WARNING: COLORFUL, FLOATING SPOILERS

“Have you seen ‘Burden of Dreams’?”

“Herzog?”

About Herzog. About the making of ‘Fitzcarraldo.’”

“Refresh my memory.”

“At one point, Herzog, a little mad, directs locals in the Amazon rain forest to move a houseboat from one navigable river, over a mountain, to another navigable river. He didn’t need to do it that way but he did. And it becomes the heavy, physical representation of his dreams—and the price other people pay for them.”

“Your point?”

“I want to do the same with a house.”

“You want to move a house over a mountain?”

“I want a house to represent dreams. And the burden of dreams.”

“I thought we were talking about a cartoon.”

“We are. Initially it’ll be glorious. The house will rise up, powered by a mass of colorful balloons, because the owner, an old man, doesn’t want to sell out to developers and this is his only way to escape.”
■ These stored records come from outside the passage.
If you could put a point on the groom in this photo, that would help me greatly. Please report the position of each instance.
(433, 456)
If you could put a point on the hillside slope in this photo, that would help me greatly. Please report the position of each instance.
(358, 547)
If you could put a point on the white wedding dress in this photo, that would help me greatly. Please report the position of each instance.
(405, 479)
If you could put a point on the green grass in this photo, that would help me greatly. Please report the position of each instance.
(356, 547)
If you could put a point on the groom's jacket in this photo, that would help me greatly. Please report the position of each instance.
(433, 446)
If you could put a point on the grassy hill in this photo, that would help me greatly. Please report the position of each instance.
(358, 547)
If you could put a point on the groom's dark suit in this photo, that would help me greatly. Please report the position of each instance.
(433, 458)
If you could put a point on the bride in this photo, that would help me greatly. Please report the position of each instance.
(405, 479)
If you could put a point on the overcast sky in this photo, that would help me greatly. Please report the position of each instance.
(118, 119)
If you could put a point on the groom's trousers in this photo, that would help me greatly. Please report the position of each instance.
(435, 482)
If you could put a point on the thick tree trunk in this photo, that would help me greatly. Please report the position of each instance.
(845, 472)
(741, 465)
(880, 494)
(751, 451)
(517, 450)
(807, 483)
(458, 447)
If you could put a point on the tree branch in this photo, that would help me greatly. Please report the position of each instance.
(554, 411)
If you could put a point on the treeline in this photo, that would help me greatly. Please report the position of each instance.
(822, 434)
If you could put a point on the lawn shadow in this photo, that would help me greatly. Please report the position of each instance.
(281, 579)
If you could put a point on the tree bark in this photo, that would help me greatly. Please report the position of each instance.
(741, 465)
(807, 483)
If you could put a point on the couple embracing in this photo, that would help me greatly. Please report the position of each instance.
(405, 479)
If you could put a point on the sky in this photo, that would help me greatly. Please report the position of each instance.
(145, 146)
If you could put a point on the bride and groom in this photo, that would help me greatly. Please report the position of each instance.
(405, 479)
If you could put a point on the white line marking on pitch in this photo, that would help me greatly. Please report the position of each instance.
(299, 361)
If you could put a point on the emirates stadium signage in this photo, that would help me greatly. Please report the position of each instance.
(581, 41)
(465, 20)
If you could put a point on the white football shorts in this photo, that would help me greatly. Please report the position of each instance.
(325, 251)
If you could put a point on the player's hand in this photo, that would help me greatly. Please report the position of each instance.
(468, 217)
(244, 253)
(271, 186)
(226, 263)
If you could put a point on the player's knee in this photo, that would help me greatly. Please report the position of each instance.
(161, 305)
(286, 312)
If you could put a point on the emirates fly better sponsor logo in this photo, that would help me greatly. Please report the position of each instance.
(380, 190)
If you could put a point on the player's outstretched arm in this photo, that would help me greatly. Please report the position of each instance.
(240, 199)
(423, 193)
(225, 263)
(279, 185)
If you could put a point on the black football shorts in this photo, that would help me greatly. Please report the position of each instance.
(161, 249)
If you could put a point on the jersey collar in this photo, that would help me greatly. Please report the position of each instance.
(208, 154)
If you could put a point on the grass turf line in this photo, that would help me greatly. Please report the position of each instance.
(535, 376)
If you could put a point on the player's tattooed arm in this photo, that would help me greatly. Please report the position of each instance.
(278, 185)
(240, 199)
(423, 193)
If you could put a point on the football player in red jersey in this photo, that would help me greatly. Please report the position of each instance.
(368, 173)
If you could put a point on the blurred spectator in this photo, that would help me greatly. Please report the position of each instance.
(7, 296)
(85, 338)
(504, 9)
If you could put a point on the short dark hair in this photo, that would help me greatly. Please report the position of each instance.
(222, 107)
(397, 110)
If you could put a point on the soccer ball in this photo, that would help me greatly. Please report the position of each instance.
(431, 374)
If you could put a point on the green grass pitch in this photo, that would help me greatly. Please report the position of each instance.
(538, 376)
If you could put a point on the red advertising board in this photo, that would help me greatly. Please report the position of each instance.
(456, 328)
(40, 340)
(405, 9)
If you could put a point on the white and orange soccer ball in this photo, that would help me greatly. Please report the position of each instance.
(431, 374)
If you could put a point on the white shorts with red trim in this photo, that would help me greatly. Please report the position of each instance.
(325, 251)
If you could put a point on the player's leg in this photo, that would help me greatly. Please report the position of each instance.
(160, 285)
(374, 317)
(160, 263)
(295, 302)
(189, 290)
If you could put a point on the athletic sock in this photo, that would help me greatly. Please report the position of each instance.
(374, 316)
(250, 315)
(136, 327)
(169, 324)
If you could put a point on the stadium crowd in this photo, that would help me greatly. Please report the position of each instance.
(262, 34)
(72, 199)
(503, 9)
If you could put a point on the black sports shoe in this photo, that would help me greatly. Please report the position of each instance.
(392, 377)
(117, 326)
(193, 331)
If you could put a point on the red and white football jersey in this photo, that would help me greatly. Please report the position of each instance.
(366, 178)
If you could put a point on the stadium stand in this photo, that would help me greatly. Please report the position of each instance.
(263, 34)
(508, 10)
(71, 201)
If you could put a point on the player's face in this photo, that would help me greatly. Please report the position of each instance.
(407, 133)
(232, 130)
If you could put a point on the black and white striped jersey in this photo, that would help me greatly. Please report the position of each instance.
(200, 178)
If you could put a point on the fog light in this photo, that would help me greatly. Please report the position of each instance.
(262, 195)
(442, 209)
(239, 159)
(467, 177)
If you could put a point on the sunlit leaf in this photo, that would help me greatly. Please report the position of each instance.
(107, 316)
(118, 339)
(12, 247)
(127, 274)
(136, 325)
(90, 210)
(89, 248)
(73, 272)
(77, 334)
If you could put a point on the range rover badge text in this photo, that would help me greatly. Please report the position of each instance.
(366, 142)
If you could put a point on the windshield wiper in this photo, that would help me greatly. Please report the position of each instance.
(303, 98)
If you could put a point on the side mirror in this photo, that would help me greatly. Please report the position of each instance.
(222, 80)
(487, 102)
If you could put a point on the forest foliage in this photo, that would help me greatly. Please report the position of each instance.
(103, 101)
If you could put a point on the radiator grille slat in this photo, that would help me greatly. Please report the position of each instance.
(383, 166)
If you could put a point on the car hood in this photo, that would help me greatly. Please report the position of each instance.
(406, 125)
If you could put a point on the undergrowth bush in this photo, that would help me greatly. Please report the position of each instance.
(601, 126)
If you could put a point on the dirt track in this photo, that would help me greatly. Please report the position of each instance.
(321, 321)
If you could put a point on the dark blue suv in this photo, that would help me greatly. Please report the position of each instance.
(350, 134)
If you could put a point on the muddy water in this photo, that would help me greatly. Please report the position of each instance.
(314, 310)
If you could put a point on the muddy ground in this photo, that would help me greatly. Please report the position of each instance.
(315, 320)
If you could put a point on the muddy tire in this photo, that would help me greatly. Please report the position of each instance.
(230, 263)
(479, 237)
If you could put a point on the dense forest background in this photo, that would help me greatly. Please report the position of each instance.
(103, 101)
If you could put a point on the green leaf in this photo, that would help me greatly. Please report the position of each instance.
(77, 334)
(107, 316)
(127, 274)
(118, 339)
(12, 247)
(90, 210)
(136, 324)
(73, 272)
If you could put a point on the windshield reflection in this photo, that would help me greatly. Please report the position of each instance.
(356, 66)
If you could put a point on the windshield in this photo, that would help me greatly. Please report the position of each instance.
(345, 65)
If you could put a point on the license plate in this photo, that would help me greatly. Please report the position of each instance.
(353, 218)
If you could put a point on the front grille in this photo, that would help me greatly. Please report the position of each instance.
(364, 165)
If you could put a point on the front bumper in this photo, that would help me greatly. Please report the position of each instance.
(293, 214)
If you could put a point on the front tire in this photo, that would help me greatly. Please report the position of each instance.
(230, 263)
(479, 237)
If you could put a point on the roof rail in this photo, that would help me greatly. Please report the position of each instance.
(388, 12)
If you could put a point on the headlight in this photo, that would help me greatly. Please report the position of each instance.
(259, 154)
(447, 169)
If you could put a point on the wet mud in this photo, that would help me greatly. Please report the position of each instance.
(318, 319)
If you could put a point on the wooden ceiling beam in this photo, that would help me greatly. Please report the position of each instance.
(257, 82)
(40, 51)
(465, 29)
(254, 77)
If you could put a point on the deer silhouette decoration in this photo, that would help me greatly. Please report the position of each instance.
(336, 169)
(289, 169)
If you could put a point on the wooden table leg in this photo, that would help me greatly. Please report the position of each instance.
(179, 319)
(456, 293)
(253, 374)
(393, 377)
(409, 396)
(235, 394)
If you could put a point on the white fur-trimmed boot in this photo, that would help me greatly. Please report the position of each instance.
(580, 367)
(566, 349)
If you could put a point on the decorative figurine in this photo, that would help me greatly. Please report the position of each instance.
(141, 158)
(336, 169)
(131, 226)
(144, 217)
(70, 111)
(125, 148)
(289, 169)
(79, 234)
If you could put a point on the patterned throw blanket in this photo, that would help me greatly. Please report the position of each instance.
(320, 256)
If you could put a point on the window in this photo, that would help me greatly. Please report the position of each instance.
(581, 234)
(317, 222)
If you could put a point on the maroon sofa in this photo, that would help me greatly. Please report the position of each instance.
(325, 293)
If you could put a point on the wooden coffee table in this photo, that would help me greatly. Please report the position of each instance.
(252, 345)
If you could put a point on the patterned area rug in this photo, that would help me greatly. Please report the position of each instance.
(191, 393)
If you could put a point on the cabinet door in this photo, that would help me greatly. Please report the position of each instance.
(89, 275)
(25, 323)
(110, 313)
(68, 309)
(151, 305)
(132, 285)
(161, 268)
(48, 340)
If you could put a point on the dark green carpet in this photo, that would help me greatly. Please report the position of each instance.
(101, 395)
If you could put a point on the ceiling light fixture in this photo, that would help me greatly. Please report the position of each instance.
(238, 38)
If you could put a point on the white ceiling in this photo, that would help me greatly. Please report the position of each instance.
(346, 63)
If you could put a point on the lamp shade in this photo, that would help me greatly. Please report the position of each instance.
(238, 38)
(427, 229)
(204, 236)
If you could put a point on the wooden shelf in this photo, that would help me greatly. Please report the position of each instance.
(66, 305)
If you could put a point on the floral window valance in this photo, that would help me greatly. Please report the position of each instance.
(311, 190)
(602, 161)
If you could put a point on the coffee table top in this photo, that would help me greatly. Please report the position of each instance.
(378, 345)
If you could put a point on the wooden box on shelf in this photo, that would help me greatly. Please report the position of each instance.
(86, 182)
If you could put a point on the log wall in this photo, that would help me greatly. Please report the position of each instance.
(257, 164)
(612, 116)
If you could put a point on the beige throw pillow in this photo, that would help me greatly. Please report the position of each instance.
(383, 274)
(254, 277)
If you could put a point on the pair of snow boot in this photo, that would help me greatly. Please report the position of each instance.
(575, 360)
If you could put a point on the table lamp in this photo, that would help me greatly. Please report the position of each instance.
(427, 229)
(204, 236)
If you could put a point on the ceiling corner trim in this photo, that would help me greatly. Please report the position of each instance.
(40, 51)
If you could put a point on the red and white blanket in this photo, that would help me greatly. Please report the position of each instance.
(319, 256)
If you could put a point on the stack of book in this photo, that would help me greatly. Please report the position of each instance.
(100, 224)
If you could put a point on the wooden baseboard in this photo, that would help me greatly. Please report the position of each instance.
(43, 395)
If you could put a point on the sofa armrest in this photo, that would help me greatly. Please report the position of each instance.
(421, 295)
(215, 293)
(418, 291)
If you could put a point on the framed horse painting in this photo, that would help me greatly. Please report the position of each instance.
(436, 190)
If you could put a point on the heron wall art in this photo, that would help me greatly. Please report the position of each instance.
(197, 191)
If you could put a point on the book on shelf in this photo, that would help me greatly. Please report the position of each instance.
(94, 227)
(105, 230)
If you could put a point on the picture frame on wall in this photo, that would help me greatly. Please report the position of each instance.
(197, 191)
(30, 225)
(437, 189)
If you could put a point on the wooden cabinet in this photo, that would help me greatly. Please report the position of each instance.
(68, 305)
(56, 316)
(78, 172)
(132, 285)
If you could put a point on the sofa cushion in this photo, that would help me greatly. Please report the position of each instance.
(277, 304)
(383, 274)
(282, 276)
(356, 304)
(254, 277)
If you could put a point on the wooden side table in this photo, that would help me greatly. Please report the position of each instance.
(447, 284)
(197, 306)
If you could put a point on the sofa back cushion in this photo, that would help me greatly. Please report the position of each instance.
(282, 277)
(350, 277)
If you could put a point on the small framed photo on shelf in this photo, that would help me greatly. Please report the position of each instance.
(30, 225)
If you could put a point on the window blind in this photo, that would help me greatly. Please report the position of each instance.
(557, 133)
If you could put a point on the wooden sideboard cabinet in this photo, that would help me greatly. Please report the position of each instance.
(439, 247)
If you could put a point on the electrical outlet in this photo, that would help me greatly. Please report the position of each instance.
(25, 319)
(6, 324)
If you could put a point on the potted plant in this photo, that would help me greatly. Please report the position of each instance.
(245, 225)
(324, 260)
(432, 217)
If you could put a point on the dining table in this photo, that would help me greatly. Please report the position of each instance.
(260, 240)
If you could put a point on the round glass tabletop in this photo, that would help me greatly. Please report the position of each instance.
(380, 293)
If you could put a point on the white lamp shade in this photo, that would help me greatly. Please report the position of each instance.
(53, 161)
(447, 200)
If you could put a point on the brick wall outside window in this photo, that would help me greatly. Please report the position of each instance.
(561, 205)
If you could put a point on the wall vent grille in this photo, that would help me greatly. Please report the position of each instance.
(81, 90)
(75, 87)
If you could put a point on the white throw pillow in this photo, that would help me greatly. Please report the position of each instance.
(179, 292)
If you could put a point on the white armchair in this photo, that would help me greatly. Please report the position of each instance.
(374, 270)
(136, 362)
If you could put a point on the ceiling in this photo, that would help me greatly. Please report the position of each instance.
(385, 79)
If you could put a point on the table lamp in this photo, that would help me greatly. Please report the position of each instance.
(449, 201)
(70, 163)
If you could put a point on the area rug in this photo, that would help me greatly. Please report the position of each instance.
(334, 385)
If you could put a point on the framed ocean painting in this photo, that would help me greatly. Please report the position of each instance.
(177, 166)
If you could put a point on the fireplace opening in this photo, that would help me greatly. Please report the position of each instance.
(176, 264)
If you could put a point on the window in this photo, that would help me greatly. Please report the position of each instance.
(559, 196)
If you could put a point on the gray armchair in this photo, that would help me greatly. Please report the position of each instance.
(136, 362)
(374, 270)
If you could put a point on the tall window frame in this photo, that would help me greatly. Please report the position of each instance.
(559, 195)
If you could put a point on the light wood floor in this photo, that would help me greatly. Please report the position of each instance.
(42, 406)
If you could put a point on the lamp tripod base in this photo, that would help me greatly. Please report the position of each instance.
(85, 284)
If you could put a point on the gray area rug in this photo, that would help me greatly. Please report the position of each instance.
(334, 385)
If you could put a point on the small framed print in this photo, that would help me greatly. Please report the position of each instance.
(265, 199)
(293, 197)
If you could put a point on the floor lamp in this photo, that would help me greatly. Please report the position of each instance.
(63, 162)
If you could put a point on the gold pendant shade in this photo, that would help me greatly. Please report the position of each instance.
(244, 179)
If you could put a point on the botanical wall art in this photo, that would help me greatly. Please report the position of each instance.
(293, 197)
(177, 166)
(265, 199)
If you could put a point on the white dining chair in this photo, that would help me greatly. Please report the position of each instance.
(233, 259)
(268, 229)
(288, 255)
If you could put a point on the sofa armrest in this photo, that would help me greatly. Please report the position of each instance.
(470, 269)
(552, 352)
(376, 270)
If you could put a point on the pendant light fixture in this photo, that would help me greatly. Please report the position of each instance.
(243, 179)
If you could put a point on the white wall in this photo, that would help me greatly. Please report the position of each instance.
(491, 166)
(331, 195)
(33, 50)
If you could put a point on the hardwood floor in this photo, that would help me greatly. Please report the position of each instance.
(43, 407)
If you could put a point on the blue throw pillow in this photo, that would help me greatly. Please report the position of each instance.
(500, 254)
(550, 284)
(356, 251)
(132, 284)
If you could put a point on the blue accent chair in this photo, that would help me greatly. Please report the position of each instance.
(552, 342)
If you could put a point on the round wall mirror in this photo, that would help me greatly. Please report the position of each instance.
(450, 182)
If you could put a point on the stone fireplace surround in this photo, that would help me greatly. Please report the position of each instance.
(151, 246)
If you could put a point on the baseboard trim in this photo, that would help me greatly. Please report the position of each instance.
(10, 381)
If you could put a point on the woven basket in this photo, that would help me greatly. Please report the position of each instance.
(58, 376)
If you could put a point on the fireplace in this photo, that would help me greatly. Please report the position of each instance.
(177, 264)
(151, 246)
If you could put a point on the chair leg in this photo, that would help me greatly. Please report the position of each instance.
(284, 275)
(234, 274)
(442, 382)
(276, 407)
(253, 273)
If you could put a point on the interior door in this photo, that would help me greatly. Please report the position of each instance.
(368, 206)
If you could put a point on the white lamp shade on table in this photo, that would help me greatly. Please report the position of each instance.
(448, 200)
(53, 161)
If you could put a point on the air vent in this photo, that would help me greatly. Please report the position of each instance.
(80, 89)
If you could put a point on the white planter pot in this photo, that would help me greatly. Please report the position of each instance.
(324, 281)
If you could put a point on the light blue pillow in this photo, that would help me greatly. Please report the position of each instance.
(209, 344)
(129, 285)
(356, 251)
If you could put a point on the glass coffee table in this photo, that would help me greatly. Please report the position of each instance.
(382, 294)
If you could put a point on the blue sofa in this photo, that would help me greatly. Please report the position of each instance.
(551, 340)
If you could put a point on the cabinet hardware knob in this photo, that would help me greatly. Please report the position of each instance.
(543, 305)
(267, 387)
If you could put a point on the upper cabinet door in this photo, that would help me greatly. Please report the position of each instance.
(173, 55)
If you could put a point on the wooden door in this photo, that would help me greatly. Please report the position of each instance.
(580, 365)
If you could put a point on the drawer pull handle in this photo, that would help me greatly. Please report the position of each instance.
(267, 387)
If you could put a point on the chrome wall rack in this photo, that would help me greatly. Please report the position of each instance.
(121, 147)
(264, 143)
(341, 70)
“Wait a minute. Old man? I thought we were talking about a cartoon. For kids.”

“He’ll have a stowaway. A kid. A boy scout. And together they’ll float all the way down to South America.”

“Like Herzog.”

“‘Like America...but south!’ That’s a line we already have.”

“Good line.”

“They’ll land...but on the wrong side of Paradise Falls. And through a series of misadventures the old man will be tethered to the house, which will float slightly above them. And he’ll have to drag that floating house across this great expanse to Paradise Falls.”

“You want an old man. To drag a house. For hours.”

“Days.”

“Days?”

“Because he wants it in a certain spot. That’s his dream. And that’s the burden of his dreams.”

“I thought we were talking about a cartoon. For kids.”

“But he has to give up a lot to get the house in that spot. And once he does, once he realizes his dreams, he’ll realize his dreams weren’t worth it. That it was the other stuff that mattered more. So he starts throwing shit out of the house to get it light enough to fly again.”

“Please tell me you don’t say ‘shit’ in this movie.”

“Of course not. It’s a cartoon. For kids.”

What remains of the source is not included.